Encouraged, he said, “I wonder if I could have a phone in my room.”

“You don’t have no phone?”

“No, and I need to call my daughter.”

“I’ll tell them at the desk,” she said.

But the next woman who entered carried a compartmented box of medical supplies. “I’m Dr. Rodriguez,” she told him. “I’m going to change your dressings before we send you home.”

“Well, but my daughter’s not here,” he said.

“Your daughter.”

“How will I get home on my own?”

“You won’t. You’re not allowed. Somebody has to drive you.
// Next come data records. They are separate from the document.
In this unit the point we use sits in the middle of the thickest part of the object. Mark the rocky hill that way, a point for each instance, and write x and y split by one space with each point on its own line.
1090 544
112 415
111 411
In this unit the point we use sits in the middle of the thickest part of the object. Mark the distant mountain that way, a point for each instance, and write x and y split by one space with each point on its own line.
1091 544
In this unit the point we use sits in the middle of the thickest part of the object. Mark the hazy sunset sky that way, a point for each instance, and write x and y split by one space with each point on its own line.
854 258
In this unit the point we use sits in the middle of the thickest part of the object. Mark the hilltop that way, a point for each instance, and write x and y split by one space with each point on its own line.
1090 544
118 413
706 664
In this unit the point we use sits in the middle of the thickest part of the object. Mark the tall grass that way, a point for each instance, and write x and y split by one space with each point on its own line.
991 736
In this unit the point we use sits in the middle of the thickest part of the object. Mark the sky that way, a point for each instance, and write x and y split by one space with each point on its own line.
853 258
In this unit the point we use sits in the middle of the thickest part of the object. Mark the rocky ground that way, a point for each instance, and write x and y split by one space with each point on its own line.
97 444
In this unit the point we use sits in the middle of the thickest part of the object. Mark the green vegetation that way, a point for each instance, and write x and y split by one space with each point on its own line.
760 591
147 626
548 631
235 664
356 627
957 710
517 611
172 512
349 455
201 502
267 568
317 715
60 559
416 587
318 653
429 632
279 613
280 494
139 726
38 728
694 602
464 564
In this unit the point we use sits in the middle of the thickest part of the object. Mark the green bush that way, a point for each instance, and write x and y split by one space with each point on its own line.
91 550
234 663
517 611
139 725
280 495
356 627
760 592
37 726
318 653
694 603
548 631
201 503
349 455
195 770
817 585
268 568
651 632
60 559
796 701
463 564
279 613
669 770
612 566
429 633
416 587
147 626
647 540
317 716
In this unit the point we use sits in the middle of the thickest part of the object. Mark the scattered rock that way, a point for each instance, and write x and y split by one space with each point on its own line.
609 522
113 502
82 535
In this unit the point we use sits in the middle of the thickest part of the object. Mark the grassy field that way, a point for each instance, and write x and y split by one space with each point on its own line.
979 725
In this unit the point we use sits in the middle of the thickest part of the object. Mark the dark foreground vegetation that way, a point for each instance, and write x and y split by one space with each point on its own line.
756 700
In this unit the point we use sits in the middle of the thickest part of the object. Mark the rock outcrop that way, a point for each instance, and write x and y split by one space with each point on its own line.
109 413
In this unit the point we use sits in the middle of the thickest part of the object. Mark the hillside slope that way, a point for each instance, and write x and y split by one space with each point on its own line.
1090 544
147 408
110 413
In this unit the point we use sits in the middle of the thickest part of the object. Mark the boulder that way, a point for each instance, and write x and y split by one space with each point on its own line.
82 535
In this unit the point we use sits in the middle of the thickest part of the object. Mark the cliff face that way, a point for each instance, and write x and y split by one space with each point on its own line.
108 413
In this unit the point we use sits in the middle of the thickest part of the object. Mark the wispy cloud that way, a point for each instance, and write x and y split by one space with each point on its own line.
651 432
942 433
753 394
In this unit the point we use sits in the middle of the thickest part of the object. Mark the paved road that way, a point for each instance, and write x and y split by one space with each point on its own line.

And somebody has to keep an eye on you for the next forty-eight hours.”

She set her supplies on his table and selected a pair of scissors sealed in cellophane. Liam doubted that she was past thirty. Her glowing olive skin lacked the slightest wrinkle, and her hair was inky black. Maybe you needed to be older to realize that it wasn’t always easy to find someone who would stick around for forty-eight hours at a stretch.

He closed his eyes while she snipped at the gauze around his head, and then he felt a coolness and lightness as she pried it away. “Hmm,” she said, once it was off. She peered closely, pursing her lips.

“What’s it look like?”

She slid a drawer from beneath his table. For a moment he thought she was leaving his question unanswered, but it turned out she wanted to show him his reflection in a little pop-up mirror. He saw first a flash of his neck (old!) and then the side of his head, his short gray hair shaved away to reveal a purple swelling on his scalp and a shallow V of black threads dotted with dried blood.

“Fairly clean edges,” the doctor said, folding away the mirror. “That’s good.” She unwrapped a square of gauze and stuck it in place with adhesive tape-no more helmet. “Your primary-care physician can take the stitches out. We’ll give you written instructions when you leave. Now let me see your hand.”